To find the present value of the investment, we need to discount each of the future cash flows back to the present value using the given interest rate. The cash flows occur at the end of each year starting from December 31, 2026, so we will discount each payment back to January 1, 2024, using the formula for present value: \( PV = \frac{C}{(1 + r)^n} \), where \( C \) is the cash flow, \( r \) is the interest rate, and \( n \) is the number of years until the cash flow occurs.

Step 1: Identify Cash Flows and Timing

The investment consists of 4 annual payments of \( C = 8000 \) starting from December 31, 2026. The present value needs to be calculated as of January 1, 2024.

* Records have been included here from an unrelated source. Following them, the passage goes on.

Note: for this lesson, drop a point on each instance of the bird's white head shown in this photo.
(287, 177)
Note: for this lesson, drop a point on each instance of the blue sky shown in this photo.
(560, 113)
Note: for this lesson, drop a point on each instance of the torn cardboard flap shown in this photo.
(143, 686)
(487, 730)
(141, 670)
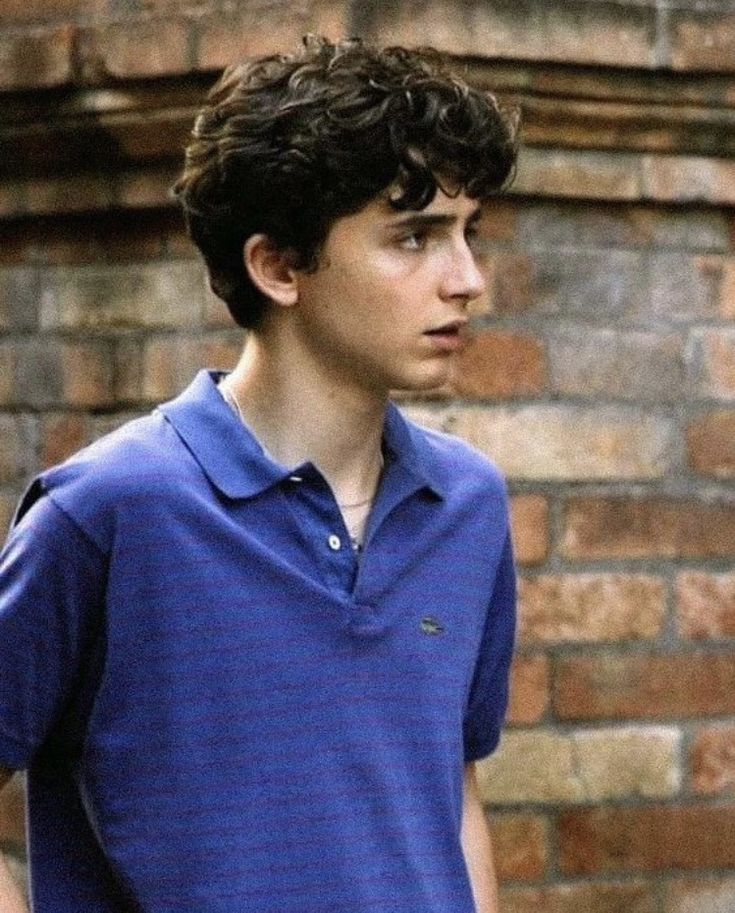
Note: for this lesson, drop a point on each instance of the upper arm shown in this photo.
(51, 592)
(5, 775)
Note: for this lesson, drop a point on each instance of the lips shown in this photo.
(448, 337)
(447, 329)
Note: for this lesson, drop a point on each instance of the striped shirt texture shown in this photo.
(221, 706)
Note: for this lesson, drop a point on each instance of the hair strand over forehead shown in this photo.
(287, 144)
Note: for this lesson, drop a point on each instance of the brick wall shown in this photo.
(601, 377)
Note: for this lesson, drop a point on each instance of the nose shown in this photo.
(464, 278)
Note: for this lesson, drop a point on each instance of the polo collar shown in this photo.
(234, 461)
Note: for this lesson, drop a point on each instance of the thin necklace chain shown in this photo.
(230, 398)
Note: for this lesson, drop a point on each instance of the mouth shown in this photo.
(448, 336)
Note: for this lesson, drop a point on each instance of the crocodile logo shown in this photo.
(431, 626)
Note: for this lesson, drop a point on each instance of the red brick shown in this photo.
(499, 220)
(581, 898)
(612, 364)
(520, 843)
(530, 527)
(647, 528)
(651, 839)
(23, 12)
(558, 608)
(713, 357)
(609, 686)
(727, 289)
(62, 435)
(701, 895)
(681, 179)
(500, 365)
(267, 27)
(713, 761)
(702, 40)
(132, 49)
(7, 374)
(36, 58)
(529, 690)
(12, 815)
(711, 443)
(550, 441)
(706, 604)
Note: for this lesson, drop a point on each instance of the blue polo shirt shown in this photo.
(220, 709)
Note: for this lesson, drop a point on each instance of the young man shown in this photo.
(252, 645)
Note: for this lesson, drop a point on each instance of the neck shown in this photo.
(299, 416)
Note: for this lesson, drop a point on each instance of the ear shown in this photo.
(270, 270)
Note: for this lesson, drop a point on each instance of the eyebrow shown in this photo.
(428, 219)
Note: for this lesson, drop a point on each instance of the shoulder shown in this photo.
(456, 463)
(131, 465)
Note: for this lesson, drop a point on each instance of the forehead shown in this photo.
(457, 207)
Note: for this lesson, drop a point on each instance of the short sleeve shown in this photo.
(488, 696)
(51, 589)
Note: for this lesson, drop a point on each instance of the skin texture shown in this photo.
(477, 846)
(11, 900)
(314, 380)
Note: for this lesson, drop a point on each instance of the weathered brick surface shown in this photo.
(153, 295)
(712, 364)
(610, 364)
(62, 434)
(155, 47)
(558, 608)
(702, 40)
(593, 765)
(706, 604)
(701, 895)
(650, 839)
(582, 898)
(682, 288)
(710, 440)
(35, 58)
(644, 687)
(169, 363)
(530, 29)
(530, 528)
(14, 450)
(500, 365)
(19, 294)
(639, 527)
(266, 28)
(12, 814)
(713, 761)
(589, 175)
(529, 689)
(521, 846)
(611, 287)
(682, 179)
(561, 442)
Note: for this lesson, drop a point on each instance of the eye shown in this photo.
(415, 240)
(472, 237)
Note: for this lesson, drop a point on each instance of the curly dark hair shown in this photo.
(286, 145)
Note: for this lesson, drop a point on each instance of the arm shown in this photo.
(477, 846)
(11, 900)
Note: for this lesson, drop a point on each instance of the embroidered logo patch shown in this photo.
(431, 626)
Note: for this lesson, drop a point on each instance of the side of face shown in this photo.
(387, 305)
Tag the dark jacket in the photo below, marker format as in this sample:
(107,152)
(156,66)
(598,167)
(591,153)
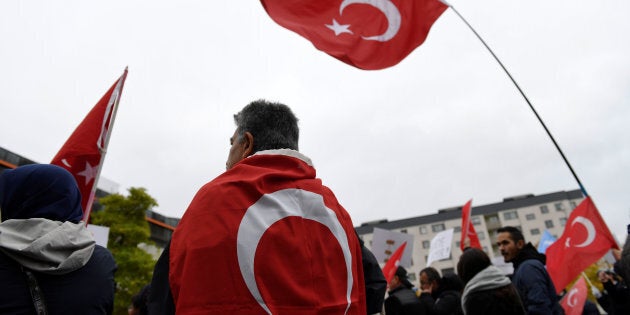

Step 2: Determine Discounting Periods

The cash flows occur at the following times:

  • Payment 1: \( n = 3 \) years (December 31, 2026)
  • Payment 2: \( n = 4 \) years (December 31, 2027)
  • Payment 3: \( n = 5 \) years (December 31, 2028)
  • Payment 4: \( n = 6 \) years (December 31, 2029)
Step 3: Calculate Present Value of Each Cash Flow

The present value \( PV \) of each cash flow is calculated using the formula: \[ PV = \sum_{i=1}^{n} \frac{C}{(1 + r)^{n_i}} \] where \( r = 0.05 \) and \( n_i \) is the number of years until each payment.

Calculating each term:

  • For \( n = 3 \): \( \frac{8000}{(1 + 0.05)^3} \)
  • For \( n = 4 \): \( \frac{8000}{(1 + 0.05)^4} \)
  • For \( n = 5 \): \( \frac{8000}{(1 + 0.05)^5} \)
  • For \( n = 6 \): \( \frac{8000}{(1 + 0.05)^6} \)
Step 4: Sum the Present Values

Calculating the total present value: \[ PV = \frac{8000}{(1.05)^3} + \frac{8000}{(1.05)^4} + \frac{8000}{(1.05)^5} + \frac{8000}{(1.05)^6} \] This results in: \[ PV \approx 25730.2531 \]

Final Answer

The present value of the investment on January 1, 2024, is approximately \\(\boxed{25730.25}\\).